Durch die Gunst indischer Reiseveranstalter
war es auch zwei Norddeutschen vergönnt, den
langen Weg in das Königreich Britannien zu tun.
Und dies ist ihr Bericht:
Nachträglich stellt sich die Frage: Was hat
uns eigentlich dazu gebracht, diese Reise auf
uns zu nehmen? Letztendlich waren es wohl die
Gerüchte, daß sich auch "die Holländer", "die
Bielefelder" und einige Bekannte vom HOPE
auf den beschwerlichen Weg gemacht haben.
Was sich auch als wahr herausgestellt hat.
Die Konferenz selbst stellte sich dann auch
als eher bewußtseinserweiternd heraus. Durch
einen Einheitseintritt von 25 Pfund (etwa DM
60,-) für zwei Tage leicht entrückt, betraten wir
also das zweite Untergeschoss des King's College in London und wurden als nächstes durch
die großartigen Dimensionen eines 'Hackcenters' vollends in einen anderen Realitätstunnel
gedrückt. Fünf PCs mit Windows und Netscape
in einem LAN, welches über eine (am Ende des
Tages funktionierenden) 64 kbit ISDN-Leitung
ans Internet angeschlossen war. Diese Rechner
waren gesponsort; eigene PCs von Konferenzteilnehmem wurden bis zum Ende der Konferenz nicht gesichtet.

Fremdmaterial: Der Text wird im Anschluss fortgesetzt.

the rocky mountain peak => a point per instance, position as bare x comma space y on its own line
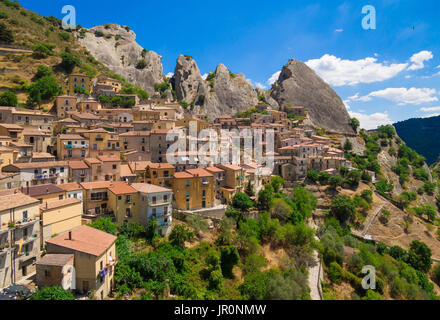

Nungut, nichts ist perfekt, es konnte nur besser werden. Dachten wir. Der Blick in das Konferenzprogramm zeigte uns auf, daß wir zumindest nichts verpassen konnten, es gab nur einen
wirklichen Vortragsraum, in dem alle Konferenzaktivitäten sequentiell stattfinden würden.
Nun gut.
Spätestens jetzt war klar, daß die Klimaanlage wohl über das Wochenende abgestellt worden war. Bei Temperaturen von etwa 28 Grad
Celsius im Schatten kein Vergnügen. Das Hacken der Klimaanlage war selbstverständlich verboten, wie auch überhaupt die aktive Hilfe der
Konferenzteilnehmer nicht erwünscht war. Man
hatte doch tatsächlich den Anspruch, uns für die
25 Pfund etwas 'zu bieten'.
Achja, das 'Programm': Etwa zwei Vorträge
fielen aus. Macht nix. Der Mensch, der den Vortrag über Viren hielt, erklärte, was ein 'Bootsector' ist. Das Erstaunen darüber, daß er dies
auf einer Hackerkonferenz tat, wurde nur noch
von der Überraschung übertroffen, daß sich
keiner der Konferenzteilnehmer wehrte. Die
Vortragenden in Sachen POCSAC waren der
eigenen Muttersprache nicht mächtig. Dafür
waren die Sitze so bequem, daß es sich angenehm schlafen ließ. Zum Glück, denn das außerhalb der Konferenz stattfindende Abendprogramm ließ den Tag vergessen. Und wir haben
die Party bei Annaliza (,,Unauthorized Access")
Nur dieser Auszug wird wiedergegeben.